Oddest moments (for me) in tonight’s sporadic convention viewing:
–Kansas Governor Kathleen Sebelius, extolling remarkable Kansas citizens of the past, included John Brown, the abolitionist. I guess it was startling to hear the name of one of the most radical characters in U.S. history, and one generally held responsible for killing five pro-slavery farmers in Kansas, because the proceedings have such a carefully crafted moderation to them. But maybe I’m wrong and John Brown is on his way back as a hero of the New Democrats.
–PBS vs. MSNBC vs. Fox vs. C-SPAN:
PBS: Jim Lehrer looks like he’s sleepwalking through this thing. The New York Times’ David Brooks doesn’t seem to have much insight to add, and no one, Republican or Democrat, has done anything to deserve the torture of watching Mark Shields paw through the proceedings in search of meaning nuggets. We next switched to …

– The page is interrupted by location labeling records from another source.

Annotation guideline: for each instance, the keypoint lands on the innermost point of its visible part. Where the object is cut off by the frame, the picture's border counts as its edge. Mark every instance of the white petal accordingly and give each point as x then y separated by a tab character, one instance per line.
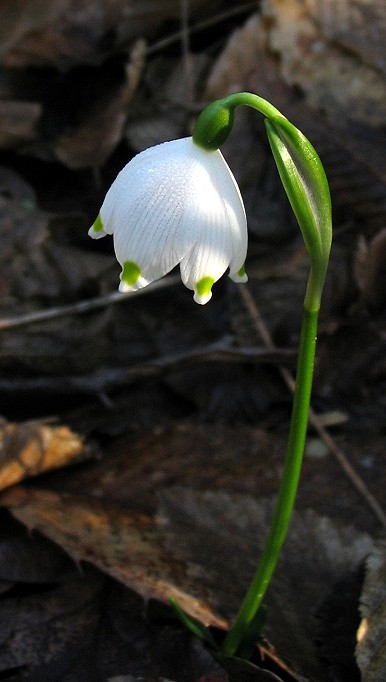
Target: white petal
176	203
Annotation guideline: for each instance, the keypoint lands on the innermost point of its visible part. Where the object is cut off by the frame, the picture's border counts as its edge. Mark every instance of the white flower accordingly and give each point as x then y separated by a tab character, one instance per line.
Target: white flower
176	203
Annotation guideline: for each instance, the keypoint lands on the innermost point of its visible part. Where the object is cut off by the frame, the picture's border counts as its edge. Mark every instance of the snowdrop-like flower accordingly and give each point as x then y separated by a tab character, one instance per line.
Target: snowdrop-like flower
176	203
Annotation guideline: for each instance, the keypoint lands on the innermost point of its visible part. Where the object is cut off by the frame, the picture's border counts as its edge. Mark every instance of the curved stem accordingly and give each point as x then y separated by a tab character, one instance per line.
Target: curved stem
288	488
249	99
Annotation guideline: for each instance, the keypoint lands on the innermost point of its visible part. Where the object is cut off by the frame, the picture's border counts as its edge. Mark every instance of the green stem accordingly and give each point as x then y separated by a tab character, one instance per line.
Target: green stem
288	488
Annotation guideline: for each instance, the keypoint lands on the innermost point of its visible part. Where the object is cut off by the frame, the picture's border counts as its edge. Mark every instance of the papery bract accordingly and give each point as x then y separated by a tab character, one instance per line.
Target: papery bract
176	203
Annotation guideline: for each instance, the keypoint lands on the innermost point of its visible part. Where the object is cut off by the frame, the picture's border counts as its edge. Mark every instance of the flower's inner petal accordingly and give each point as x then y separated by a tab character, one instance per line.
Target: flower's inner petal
240	277
214	223
97	231
203	290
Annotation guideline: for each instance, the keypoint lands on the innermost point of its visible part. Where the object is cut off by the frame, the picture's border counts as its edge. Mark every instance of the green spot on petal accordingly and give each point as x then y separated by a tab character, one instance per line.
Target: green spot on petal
98	225
130	273
204	286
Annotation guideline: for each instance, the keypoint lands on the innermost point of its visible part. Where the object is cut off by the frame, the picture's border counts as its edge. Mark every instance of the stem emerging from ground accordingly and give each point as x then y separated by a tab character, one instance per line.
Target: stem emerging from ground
288	488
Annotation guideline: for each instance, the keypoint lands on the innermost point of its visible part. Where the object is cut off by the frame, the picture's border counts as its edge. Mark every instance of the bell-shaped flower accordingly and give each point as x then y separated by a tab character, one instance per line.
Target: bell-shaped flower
176	203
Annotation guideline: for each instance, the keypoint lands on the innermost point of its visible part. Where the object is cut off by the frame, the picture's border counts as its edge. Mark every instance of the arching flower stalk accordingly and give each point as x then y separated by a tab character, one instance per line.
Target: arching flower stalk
178	204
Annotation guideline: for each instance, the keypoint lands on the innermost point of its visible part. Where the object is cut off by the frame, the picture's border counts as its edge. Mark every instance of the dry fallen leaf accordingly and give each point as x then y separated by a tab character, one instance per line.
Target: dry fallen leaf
31	448
333	78
91	142
369	270
202	550
371	647
127	546
63	34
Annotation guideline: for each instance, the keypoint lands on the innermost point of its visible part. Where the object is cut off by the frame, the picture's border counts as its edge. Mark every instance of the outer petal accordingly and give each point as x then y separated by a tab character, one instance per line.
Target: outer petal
175	203
143	209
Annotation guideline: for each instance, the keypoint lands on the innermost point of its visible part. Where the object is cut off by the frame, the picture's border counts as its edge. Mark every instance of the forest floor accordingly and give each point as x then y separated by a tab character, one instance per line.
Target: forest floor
143	436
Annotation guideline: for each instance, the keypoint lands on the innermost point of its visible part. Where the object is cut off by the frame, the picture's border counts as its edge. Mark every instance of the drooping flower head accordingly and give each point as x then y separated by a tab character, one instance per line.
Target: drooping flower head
176	203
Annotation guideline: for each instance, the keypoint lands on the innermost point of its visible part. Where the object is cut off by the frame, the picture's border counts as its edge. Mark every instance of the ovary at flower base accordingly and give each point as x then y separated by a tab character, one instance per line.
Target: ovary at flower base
176	203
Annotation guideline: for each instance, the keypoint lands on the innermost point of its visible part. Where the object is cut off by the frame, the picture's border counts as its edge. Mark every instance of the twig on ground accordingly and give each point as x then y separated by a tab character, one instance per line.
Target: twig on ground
107	379
84	306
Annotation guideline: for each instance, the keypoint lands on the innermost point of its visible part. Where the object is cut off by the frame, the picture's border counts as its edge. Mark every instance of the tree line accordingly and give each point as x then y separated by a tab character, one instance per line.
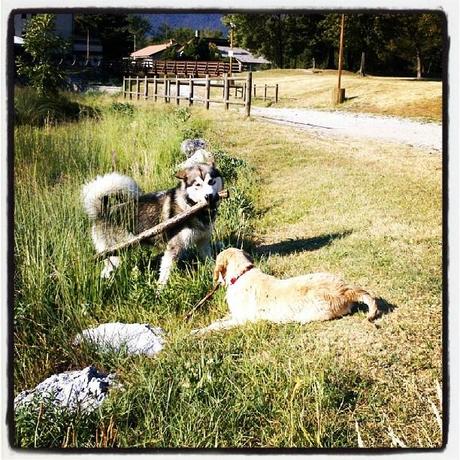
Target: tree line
381	44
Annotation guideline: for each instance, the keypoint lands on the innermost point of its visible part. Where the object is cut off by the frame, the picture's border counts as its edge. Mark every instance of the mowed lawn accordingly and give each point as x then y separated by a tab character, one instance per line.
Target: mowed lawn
368	211
373	213
392	96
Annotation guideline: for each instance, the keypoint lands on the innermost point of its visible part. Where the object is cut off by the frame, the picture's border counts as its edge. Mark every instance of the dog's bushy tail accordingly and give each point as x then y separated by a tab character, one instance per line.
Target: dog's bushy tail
357	294
96	192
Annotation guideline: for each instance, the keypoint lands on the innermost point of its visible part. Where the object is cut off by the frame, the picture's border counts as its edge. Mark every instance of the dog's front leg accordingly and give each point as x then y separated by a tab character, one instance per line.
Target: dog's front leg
204	248
167	262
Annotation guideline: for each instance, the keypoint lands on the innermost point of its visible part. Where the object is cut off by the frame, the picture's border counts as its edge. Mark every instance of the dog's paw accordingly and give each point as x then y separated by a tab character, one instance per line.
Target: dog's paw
107	273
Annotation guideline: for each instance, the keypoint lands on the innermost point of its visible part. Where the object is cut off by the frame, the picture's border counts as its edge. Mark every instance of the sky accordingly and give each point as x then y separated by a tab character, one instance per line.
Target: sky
198	21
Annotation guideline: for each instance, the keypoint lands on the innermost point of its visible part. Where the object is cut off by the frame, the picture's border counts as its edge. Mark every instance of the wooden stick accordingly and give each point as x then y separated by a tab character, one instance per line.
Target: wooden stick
203	300
160	228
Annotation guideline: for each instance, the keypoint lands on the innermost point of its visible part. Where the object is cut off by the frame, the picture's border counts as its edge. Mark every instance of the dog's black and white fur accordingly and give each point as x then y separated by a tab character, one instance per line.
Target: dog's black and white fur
114	224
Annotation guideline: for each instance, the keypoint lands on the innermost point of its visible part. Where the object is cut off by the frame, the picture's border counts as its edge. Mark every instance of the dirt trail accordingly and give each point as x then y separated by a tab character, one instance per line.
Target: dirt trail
325	123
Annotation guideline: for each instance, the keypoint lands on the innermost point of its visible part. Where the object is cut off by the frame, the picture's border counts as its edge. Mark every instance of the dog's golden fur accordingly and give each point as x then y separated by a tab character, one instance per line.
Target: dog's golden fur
253	295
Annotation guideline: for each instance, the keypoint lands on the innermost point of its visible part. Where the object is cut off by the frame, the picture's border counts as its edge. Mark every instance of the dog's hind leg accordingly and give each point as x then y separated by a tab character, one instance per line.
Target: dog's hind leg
110	265
225	323
360	295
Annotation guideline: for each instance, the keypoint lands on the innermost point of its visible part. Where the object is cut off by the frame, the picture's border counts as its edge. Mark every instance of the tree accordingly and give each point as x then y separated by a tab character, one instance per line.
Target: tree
138	27
111	29
420	38
44	48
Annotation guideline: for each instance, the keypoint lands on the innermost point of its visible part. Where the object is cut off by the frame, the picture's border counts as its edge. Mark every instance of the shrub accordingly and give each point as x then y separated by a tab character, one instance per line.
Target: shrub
43	47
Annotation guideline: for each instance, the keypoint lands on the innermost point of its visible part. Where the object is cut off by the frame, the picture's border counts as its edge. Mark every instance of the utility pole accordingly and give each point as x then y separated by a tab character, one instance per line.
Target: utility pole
232	26
339	93
87	44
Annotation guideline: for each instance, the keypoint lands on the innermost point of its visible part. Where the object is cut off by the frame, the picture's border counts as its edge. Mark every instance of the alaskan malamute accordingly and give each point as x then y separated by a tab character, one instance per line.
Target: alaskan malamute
113	224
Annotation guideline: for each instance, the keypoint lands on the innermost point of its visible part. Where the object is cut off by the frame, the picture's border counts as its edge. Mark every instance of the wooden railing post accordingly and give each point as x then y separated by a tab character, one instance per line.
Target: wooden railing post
177	90
247	101
190	90
207	92
226	91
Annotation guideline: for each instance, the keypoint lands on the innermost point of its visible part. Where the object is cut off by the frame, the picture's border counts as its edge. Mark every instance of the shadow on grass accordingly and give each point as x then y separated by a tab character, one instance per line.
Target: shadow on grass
302	244
383	306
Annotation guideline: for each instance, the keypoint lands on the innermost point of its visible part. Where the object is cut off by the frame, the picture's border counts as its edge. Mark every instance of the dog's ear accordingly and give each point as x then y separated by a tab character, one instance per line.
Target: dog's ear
181	174
248	257
220	269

MSNBC: I thought I might be able to stomach Chris Matthews. I didn’t watch long enough to really find out, because of the jittery way he kept leaping from correspondent to correspondent after John Edwards’s speech. Next up was …
Fox: Tuned in while Brit Hume was holding court, and Kate insisted I refrain from switching so we could see what “the other side” is saying. It was surprisingly un-awful — in the context of how awful network news in general has become. Hume’s panel included Morton Kondracke, who termed Edwards’ speech 95 percent positive but took points off for his having uttered the “fiction” that there are two Americas with different levels of privilege; NPR’s Mara Liasson, whose startled looking (not to say bug-eyed) expression explains why she’s not on the tube more often, stuck to her guns in analyzing Edwards’ speech as effective; and the most damning thing conservative lion Bill Kristol could come up with was to say the speech was the most hawkish heard at a Democratic convention since John F. Kennedy was nominated in 1960. Hume’s most memorable contribution was a complaint about the volume of the Black-Eyed Peas performance after Edwards finished. Later on, Greta van Susteren took over and provided a frightening look at face-work gone bad. To recover from the Botox scare, we tuned to …
C-SPAN: Thank the deity, if any, for a channel that won’t get in the way of the Guam delegation’s long introduction (60 years since liberation from the Japanese, 100 years under U.S rule) to its vote.